Home & Garden Columns

Wild Neighbors: Bug Bombs: The Stink Beetle Meets the Killer Mouse

By Joe Eaton, Special to the Planet
Tuesday January 30, 2007

First, my apologies for the last column’s headline, which I suspect was a spell check-inflicted error. “Scooter” is one of the surf scoter’s many vernacular names, along with “skunkhead coot,” “blossom bill,” “tar-bucket,” and several that involve distasteful ethnic references. But officially, it’s “scoter.” 

Onwards. 

I’ve always been fascinated by evolutionary arms races. In his The Ancestor’s Tale Richard Dawkins makes the point that if you can see progress anywhere in evolution, it’s in these ongoing duels between predator and prey. Each, over time, gets better at attack or defense, or dies out. At a minimum, as Geerat Vermeij has argued, arms races have made the natural world a more complex place.  

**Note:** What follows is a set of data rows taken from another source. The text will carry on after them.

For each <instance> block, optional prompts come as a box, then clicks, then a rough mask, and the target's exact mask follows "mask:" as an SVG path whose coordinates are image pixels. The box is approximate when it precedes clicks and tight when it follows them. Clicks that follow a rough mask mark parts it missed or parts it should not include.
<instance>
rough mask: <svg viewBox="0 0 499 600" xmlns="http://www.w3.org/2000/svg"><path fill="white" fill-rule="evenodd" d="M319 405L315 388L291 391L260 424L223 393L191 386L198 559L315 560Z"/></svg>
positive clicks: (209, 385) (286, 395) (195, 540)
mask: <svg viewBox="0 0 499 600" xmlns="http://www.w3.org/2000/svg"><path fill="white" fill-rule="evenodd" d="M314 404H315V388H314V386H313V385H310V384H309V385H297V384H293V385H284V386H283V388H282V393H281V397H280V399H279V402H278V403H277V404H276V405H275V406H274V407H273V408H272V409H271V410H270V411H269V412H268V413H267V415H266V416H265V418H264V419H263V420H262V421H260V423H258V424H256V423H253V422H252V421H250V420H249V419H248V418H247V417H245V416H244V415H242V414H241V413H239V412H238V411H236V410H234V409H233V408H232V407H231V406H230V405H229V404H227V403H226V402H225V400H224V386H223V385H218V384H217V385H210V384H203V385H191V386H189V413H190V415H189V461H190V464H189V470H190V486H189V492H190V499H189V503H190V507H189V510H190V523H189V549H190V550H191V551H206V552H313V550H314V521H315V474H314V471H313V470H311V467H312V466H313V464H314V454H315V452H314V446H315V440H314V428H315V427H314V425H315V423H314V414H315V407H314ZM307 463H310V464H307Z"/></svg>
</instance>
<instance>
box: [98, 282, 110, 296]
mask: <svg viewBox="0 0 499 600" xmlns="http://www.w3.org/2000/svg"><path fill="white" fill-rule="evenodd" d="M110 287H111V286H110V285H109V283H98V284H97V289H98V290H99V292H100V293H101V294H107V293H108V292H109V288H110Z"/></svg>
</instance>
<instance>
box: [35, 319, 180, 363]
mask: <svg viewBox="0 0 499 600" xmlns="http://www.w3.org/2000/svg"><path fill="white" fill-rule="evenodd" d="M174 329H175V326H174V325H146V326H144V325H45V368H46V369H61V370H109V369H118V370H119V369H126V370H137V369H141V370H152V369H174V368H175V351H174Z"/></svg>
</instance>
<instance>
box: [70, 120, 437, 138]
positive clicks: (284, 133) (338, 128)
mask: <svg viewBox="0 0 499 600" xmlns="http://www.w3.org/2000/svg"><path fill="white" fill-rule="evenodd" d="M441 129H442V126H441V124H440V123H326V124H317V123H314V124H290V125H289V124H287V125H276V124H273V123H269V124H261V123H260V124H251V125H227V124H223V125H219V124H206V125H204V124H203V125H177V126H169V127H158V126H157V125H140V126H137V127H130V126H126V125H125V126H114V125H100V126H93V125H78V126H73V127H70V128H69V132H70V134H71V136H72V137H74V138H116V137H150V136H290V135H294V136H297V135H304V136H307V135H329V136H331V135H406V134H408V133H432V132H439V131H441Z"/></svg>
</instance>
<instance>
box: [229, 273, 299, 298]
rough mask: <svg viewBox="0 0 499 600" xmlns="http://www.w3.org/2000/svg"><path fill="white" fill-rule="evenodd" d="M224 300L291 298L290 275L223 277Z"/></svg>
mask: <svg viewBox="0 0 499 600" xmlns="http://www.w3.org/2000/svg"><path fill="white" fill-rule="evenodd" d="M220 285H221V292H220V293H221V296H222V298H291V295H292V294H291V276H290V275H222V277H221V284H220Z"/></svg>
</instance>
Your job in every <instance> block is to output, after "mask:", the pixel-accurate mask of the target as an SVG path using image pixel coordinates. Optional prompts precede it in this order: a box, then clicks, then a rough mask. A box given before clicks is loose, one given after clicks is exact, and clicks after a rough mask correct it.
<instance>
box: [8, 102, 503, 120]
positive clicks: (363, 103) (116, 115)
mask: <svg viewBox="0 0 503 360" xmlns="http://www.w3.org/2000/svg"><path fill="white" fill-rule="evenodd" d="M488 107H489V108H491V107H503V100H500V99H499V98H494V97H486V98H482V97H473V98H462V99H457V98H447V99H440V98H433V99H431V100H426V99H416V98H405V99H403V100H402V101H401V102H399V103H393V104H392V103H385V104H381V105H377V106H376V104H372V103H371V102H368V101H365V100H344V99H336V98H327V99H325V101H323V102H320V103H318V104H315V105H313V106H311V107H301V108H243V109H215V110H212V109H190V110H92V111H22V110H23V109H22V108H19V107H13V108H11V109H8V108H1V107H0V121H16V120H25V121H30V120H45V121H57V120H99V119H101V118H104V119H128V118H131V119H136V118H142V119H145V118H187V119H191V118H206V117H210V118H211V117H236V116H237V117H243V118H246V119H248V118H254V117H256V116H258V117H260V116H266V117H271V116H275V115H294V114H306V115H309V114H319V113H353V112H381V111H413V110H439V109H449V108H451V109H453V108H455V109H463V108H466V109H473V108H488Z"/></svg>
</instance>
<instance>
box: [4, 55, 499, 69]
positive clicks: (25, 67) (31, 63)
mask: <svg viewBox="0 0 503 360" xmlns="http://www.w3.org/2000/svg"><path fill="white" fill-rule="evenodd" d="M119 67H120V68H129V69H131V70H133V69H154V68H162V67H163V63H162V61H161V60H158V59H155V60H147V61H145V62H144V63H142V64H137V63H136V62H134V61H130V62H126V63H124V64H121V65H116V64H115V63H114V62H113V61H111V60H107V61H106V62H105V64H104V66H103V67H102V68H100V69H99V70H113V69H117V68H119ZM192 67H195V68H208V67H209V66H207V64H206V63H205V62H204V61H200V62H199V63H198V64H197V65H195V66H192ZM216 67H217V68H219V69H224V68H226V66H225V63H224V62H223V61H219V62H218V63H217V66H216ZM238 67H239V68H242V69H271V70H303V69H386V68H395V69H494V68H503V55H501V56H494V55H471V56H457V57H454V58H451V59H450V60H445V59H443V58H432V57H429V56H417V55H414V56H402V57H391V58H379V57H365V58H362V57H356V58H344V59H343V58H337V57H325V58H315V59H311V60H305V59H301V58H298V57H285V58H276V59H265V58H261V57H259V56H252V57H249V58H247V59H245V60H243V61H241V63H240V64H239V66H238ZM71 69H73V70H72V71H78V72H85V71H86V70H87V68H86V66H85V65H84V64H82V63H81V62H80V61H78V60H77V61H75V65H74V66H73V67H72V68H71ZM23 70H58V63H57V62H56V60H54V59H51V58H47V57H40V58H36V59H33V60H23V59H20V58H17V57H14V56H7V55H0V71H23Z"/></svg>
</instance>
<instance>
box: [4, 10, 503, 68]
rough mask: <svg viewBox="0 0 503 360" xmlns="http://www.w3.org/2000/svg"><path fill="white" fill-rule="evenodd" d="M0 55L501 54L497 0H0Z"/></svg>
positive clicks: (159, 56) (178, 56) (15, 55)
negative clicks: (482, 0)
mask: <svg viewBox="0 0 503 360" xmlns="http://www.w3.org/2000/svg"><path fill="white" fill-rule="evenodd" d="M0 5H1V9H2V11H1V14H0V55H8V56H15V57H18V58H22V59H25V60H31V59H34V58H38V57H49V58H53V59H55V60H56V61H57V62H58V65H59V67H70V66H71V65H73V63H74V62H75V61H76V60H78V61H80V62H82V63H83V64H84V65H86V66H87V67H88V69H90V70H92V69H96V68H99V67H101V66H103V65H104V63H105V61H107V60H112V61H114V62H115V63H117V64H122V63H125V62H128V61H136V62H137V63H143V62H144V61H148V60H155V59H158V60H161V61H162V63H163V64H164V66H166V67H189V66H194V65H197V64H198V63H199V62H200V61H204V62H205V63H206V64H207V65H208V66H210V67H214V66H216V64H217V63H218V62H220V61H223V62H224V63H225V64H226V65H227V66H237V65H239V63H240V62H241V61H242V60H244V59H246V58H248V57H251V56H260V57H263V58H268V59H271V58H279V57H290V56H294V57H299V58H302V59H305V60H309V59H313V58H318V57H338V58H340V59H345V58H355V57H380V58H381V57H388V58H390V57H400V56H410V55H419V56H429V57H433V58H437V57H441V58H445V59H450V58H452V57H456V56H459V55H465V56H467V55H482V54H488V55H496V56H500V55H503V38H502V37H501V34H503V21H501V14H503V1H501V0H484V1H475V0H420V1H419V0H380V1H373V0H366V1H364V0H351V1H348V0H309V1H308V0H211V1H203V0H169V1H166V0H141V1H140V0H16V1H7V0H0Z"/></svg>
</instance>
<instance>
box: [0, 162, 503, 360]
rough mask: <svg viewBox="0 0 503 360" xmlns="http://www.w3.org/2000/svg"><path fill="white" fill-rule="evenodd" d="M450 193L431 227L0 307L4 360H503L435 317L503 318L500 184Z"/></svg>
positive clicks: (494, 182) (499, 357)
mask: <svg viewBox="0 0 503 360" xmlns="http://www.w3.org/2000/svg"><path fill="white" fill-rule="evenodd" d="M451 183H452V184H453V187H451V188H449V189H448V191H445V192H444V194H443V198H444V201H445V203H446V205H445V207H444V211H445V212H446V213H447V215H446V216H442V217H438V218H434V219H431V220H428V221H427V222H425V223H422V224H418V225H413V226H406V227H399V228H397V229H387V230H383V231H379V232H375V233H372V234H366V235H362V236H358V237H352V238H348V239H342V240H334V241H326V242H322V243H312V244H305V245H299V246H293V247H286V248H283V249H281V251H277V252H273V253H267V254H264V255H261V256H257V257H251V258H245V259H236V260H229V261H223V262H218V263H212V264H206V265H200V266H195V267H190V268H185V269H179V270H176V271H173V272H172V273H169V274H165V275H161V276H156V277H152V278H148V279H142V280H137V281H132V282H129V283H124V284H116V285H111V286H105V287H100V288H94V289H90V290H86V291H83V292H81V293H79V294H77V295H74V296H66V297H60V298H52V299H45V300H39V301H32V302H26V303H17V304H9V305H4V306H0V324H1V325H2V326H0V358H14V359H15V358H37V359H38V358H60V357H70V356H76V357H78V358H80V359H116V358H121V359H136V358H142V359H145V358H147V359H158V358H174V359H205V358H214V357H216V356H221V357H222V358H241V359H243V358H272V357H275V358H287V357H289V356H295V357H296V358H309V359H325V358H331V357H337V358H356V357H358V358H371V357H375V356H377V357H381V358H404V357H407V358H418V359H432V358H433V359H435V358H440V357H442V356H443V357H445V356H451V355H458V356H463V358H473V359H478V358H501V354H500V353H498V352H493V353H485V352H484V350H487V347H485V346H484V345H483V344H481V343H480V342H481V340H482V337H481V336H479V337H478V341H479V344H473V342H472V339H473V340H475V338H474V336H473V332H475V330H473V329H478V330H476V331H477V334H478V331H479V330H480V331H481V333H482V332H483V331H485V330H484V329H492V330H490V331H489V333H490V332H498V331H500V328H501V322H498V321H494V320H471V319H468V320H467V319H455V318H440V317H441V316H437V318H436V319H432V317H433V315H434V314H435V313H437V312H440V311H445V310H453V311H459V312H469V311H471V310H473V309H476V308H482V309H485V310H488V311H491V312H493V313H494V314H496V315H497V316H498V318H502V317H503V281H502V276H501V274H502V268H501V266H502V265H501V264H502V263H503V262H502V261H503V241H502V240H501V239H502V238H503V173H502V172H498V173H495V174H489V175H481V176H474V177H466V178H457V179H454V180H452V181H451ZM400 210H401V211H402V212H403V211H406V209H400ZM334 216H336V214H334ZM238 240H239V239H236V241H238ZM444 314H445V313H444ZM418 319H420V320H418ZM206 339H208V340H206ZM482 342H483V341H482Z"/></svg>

Take just one example: the skin of the California newt is laced with tarichatoxin, nearly identical to the active ingredient in the notorious fugu fish—enough to kill a human-sized predator if swallowed (yes, it’s happened.) But some West Coast garter snakes have evolved a resistance to the toxin. The snakes aren’t totally immune—they do get sick; but they survive. This puts pressure on the newts to ratchet up their toxicity. And so on. 

Insects and other arthropods, though, are the true masters of chemical defense. I refer you to the work of pioneering chemical ecologist Thomas Eisner, especially his For the Love of Insects. Here you’ll meet millipedes that secrete tranquilizers, stick insects that protect themselves with the natural equivalent of mothballs, butterfly and moth larvae that sequester toxins from the plants they eat and render themselves unpalatable. 

For really baroque defensive systems, you can’t beat the beetles. Best known is the bombardier beetle, a staple of creationist literature. This insect responds to attackers by squirting scalding-hot fluid from its rear end. It stores hydroquinones and hydrogen peroxide in large abdominal glands. Adding an enzyme triggers a chemical reaction that turns the hydroquinones into benzoquinones and frees oxygen, forcing the mixture out of the bombardier’s body. Creationists claim this is an irreducibly complex system which could not have arisen through evolutionary tinkering.  

But another chemically-armed beetle belies that claim. Stink beetles of the genus Eleodes, a variety of darkling beetle, are common in California and the Southwest. They’re shiny black creatures, flightless foragers for plant matter. When alarmed, they point their rear ends toward the sky. There’s a passage in Steinbeck’s Cannery Row in which Hazel, one of the Row’s derelicts, speculates to Doc, the Ed Ricketts character, about this behavior: “’I wonder why they got their asses up in the air for? … I think they’re praying,’ said Doc.” But no; the posture is preliminary to firing. 

The stink beetle’s weapons system is a simpler version of the bombardier’s. Instead of mixing chemicals in a reaction chamber to form benzoquinones, it stores them ready-made. Caprylic acid provides the stink. Eleodes is well-enough defended that unrelated (and unarmed) beetles have come to mimic its distinctive posture.  

At least one predator, though, has figured out how to circumvent the defense. When working in Arizona, Eisner kept finding stink beetle remains strewn about the desert. The wing covers appeared to have been chewed off, apparently by a rodent. Trapping identified the predator as the southern grasshopper mouse (Onychomys torridus.) That may seem like an incongruous notion, but this is no ordinary mouse. Grasshopper mice also prey on scorpions, and even other mice. And territorial males throw back their heads and howl, like miniature wolves. 

Eisner presented a captive grasshopper mouse with a stink beetle.  

Before the beetle could even assume its headstand, the rodent grabbed it with its front paws and jammed it butt-down into the soil of its enclosure. Holding the insect in place, it proceeded to eat it starting with the head. The tip of the abdomen, containing the chemical storage glands, was discarded. 

The next move, in an evolutionary sense, would appear to be up to the beetle. You have to wonder what the stink beetle and grasshopper mouse will come up with, if they have another few million years to work things out.  

 

 

Photograph: N. Ludman 

A stink beetle assumes its defensive posture.  

 

 

Joe Eaton is a former professional gardener and arborist. His “Wild Neighbors” column appears every other Tuesday in the Berkeley Daily Planet, alternating with Ron Sullivan’s “Green Neighbors” column.